Für diese Ursachenanalyse gibt es eine Reihe von Herangehensweisen; beispielsweise mit den Methoden nach Six Sigma oder mit einer Wertstromanalyse.
Prozesskosten ermitteln
Um Prozesse und ihre Kosten zu analysieren, gehen Sie Schritt für Schritt vor, wie in diesem Beitrag (oben) erläutert:
- Beschreiben Sie den Prozess und die Prozessschritte.
- Benennen Sie die Ressourcen, die im Prozess genutzt werden und die hohe Kosten verursachen können.
- Legen Sie die Objekte und Ereignisse fest, für die Sie die Kosten ermitteln und analysieren wollen – als Datengrundlage für die Analyse. Halten Sie damit auch den Zeitraum fest, für den Sie die Prozesskosten betrachten (pro Monat, Quartal oder Jahr).
- Definieren Sie das Prozessbudget. Es soll die Kostengrenze markieren, die bei einem üblichen Prozessdurchlauf eingehalten werden muss.
- Legen Sie dann für jeden einzelnen Prozessschritt fest, wie hoch der Aufwand und die Nutzung der Ressourcen für die betrachteten Ereignisse sein dürfen; das sind die Plan-Kosten. Messen Sie nach der Durchführung, wie hoch der Aufwand tatsächlich war; das sind die Ist-Kosten.
- Ermitteln Sie zudem die Gemeinkosten und verteilen Sie diese für den Gesamtprozess auf die einzelnen Ereignisse.
Mit den folgenden Excel-Vorlagen können Sie die Kosten für den Prozess entsprechend diesem Ablauf analysieren. In der ersten Vorlage finden Sie das oben vorgestellt Beispiel. Die Vorlage ist eine verkürzte Variante mit bis zu zehn Prozessschritten und bis zu zehn Prozessereignissen, die Sie analysieren können. Mit der zweiten Vorlage können Sie bis zu 50 Prozessschritte und bis zu 40 Prozessereignisse analysieren.

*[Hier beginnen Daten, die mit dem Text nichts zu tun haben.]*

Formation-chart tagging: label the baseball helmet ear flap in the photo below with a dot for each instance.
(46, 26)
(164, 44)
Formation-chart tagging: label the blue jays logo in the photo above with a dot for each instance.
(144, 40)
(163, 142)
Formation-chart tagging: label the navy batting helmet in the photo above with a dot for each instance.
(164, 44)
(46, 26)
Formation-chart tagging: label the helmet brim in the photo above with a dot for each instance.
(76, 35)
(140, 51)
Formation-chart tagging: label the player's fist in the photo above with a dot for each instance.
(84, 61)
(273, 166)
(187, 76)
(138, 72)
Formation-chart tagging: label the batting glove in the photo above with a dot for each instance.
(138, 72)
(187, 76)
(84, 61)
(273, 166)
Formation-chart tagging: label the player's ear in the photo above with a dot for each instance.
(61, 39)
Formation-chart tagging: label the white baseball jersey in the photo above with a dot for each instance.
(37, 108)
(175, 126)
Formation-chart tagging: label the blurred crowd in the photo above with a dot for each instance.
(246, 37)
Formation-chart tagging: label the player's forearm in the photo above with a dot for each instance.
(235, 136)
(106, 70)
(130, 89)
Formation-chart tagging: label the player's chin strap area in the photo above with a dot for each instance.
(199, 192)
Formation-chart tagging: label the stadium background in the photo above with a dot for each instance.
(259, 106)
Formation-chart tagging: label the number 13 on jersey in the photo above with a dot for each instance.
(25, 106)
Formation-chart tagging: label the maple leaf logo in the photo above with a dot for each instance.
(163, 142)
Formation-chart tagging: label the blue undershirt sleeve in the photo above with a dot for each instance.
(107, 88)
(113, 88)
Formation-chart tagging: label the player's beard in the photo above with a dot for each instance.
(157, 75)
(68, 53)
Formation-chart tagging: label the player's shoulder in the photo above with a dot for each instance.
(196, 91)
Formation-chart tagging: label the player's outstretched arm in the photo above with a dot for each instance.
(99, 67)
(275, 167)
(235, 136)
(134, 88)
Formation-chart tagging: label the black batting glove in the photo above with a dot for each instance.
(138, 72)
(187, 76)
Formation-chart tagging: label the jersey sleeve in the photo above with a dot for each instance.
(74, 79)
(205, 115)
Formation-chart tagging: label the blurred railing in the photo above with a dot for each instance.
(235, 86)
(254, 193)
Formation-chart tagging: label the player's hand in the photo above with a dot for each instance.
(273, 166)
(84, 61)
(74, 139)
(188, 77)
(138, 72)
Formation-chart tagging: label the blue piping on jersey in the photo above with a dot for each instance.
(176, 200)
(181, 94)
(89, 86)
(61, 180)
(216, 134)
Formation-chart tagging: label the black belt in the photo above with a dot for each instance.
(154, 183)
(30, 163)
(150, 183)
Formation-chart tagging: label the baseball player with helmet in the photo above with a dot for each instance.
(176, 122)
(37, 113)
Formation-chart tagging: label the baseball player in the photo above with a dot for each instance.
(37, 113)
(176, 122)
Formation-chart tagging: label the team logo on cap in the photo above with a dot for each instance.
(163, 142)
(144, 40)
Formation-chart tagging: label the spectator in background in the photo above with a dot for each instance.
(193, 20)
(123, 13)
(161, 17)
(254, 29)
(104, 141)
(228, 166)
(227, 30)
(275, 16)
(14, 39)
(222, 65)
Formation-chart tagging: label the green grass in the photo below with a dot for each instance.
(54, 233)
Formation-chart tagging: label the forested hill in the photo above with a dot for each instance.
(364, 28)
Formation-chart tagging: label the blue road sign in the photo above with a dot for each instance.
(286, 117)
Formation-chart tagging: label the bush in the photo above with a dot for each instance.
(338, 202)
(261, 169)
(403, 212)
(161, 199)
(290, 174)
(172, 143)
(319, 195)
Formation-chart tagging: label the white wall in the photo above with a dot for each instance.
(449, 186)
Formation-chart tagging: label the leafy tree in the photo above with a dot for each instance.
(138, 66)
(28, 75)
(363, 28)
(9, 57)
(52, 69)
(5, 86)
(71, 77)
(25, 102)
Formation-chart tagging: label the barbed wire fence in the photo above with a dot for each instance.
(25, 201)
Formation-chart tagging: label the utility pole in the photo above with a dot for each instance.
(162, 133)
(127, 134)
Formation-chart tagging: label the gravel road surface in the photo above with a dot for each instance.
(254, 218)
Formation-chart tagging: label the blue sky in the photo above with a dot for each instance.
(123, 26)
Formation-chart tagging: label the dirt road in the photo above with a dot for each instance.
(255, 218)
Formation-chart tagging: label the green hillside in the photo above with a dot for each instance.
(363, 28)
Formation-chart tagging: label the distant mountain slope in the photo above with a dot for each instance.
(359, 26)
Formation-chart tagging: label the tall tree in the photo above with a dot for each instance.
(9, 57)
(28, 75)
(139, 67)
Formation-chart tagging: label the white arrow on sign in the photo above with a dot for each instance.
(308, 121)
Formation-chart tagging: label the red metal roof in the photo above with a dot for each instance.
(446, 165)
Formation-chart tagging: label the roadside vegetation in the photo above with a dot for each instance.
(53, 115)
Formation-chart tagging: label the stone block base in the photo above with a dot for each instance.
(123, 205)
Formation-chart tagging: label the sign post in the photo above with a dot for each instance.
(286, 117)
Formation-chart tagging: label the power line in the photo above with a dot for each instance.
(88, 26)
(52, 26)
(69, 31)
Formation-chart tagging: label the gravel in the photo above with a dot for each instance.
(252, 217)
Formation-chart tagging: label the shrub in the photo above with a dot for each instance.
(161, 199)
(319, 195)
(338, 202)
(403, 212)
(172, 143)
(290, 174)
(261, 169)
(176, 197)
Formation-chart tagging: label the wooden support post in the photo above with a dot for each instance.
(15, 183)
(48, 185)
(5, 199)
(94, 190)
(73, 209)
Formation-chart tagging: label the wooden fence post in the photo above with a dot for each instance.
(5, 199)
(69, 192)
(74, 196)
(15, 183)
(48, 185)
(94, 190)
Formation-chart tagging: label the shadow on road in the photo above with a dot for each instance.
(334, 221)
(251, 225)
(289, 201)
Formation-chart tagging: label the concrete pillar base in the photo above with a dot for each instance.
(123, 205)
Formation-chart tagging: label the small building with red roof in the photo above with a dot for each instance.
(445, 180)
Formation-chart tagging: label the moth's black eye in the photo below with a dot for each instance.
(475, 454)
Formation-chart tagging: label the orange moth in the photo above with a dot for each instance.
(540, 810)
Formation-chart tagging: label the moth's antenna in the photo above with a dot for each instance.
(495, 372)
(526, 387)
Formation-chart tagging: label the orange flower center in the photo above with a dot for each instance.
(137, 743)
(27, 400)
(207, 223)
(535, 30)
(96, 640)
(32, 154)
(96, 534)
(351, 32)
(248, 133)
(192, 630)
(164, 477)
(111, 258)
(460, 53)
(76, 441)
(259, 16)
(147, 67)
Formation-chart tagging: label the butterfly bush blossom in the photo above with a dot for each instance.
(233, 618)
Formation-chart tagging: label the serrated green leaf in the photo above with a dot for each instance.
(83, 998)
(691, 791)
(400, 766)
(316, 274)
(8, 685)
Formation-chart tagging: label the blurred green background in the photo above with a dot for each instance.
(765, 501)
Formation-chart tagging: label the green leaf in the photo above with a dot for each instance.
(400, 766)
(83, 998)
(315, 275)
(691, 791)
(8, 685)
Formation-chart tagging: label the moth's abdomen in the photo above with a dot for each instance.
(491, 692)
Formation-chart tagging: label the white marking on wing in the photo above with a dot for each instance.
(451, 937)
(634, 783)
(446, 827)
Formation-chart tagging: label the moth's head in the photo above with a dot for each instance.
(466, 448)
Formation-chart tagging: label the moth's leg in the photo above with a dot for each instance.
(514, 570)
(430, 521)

Kostenabweichungen identifizieren und Ursachen ermitteln
Führen Sie dann eine Prozesskostenanalyse durch. Ermitteln Sie die Abweichungen von Ist-Kosten zu Plan-Kosten und zum Prozessbudget. Identifizieren Sie die Prozessschritte, die mehr Ressourcen verzehren als geplant.
Gehen Sie den Ursachen nach, warum das so ist. Dabei helfen im ersten Schritt die Plan-Ist-Vergleiche und die entsprechenden Diagramme aus der Excel-Vorlage.

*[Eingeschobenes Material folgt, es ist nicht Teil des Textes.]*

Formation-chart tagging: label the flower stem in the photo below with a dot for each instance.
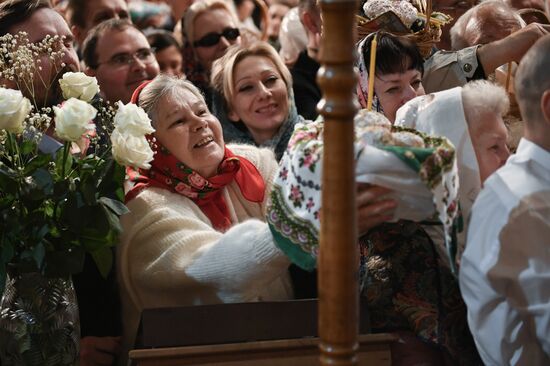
(66, 150)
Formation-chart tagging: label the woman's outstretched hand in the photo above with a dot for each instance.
(373, 206)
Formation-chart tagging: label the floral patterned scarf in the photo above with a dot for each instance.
(167, 172)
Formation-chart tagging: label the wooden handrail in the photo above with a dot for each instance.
(338, 258)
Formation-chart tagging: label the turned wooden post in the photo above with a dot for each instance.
(338, 258)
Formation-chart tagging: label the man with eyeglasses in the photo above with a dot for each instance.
(119, 56)
(83, 15)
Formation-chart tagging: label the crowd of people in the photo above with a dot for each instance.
(225, 83)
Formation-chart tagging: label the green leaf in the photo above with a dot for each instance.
(38, 254)
(36, 162)
(38, 186)
(66, 261)
(8, 179)
(114, 221)
(59, 161)
(27, 146)
(87, 187)
(117, 207)
(2, 277)
(7, 252)
(103, 259)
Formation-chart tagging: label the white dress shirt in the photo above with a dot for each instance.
(505, 269)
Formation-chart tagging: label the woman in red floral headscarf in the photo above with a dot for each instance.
(195, 233)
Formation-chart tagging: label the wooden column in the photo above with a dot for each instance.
(338, 259)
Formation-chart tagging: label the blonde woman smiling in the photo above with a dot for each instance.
(256, 86)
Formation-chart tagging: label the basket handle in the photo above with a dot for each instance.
(428, 15)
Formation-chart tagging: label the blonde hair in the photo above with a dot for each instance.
(200, 7)
(223, 69)
(482, 96)
(161, 86)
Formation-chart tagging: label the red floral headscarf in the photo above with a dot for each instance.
(169, 173)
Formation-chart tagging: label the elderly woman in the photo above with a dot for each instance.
(209, 28)
(257, 89)
(409, 286)
(195, 232)
(398, 72)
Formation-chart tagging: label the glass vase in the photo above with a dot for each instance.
(39, 322)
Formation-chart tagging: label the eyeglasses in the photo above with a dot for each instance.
(213, 38)
(145, 55)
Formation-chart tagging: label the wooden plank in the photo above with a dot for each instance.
(374, 350)
(338, 286)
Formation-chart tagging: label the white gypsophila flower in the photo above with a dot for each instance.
(73, 119)
(13, 111)
(130, 150)
(131, 119)
(78, 85)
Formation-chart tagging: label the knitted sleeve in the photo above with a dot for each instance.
(169, 247)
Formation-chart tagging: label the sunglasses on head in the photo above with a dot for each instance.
(213, 38)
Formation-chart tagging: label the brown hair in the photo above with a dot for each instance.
(223, 69)
(199, 7)
(13, 12)
(89, 46)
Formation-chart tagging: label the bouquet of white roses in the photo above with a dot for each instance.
(61, 190)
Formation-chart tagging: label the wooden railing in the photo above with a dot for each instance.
(338, 259)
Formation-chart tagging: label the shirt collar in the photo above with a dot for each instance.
(528, 150)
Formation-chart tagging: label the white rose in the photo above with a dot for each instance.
(73, 119)
(78, 85)
(13, 111)
(131, 119)
(130, 150)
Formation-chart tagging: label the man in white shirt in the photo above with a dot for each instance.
(505, 270)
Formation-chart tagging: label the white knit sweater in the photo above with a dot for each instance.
(170, 255)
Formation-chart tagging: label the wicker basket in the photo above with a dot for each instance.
(425, 39)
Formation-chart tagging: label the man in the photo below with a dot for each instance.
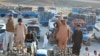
(77, 41)
(20, 33)
(35, 36)
(9, 34)
(29, 42)
(45, 43)
(62, 34)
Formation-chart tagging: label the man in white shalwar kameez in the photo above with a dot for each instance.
(20, 33)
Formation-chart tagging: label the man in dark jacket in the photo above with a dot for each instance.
(77, 41)
(29, 37)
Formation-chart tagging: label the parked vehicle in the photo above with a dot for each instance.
(36, 27)
(3, 13)
(44, 17)
(28, 13)
(51, 23)
(86, 37)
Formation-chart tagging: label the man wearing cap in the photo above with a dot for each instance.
(9, 34)
(77, 41)
(62, 34)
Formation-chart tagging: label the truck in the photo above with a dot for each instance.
(44, 17)
(4, 12)
(89, 18)
(86, 36)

Darüber hinaus können Sie einzelne Aspekte im Prozess und den einzelnen Teilprozessen genauer unter die Lupe nehmen. Sie können prüfen, welche Faktoren eines Prozessauslösers die Kosten „in die Höhe treiben“. Nutzen Sie dazu die folgende Vorlage.
Mit der folgenden Vorlage prüfen Sie die Ressourcen, die Sie in Ihrem Prozess nutzen. Einige davon sind mit hohen Kosten verbunden. Prüfen Sie mit der Vorlage, in welchem Umfang eine Ressource im Prozess eingesetzt wird und welche Kosten die einzelne Ressource damit verursacht.
Wirtschaftlichkeit eines Prozesses analysieren und Verbesserungspotenziale erkennen
Vergleichen Sie schließlich die Prozessleistungen und die Prozesskosten miteinander:
- Wo sind die Kosten besonders hoch?
- Welche Leistungen werden dort erbracht?
- Wo ist das Verhältnis zwischen Leistung und Kosten nicht angemessen?
- Welche Folgen hat dies für die Wirtschaftlichkeit und Produktivität des gesamten Prozesses?
- Was sind die Ursachen für die schlechte Produktivität?
- Wie können Sie die Produktivität verbessern?
Wenn Sie erkennen, dass ein Prozess unnötig hohe Kosten verursacht und die Prozess-Produktivität schlecht ist, müssen Sie die Ursachen und Gründe dafür ermitteln. Dazu führen Sie eine Schwachstellenanalyse durch.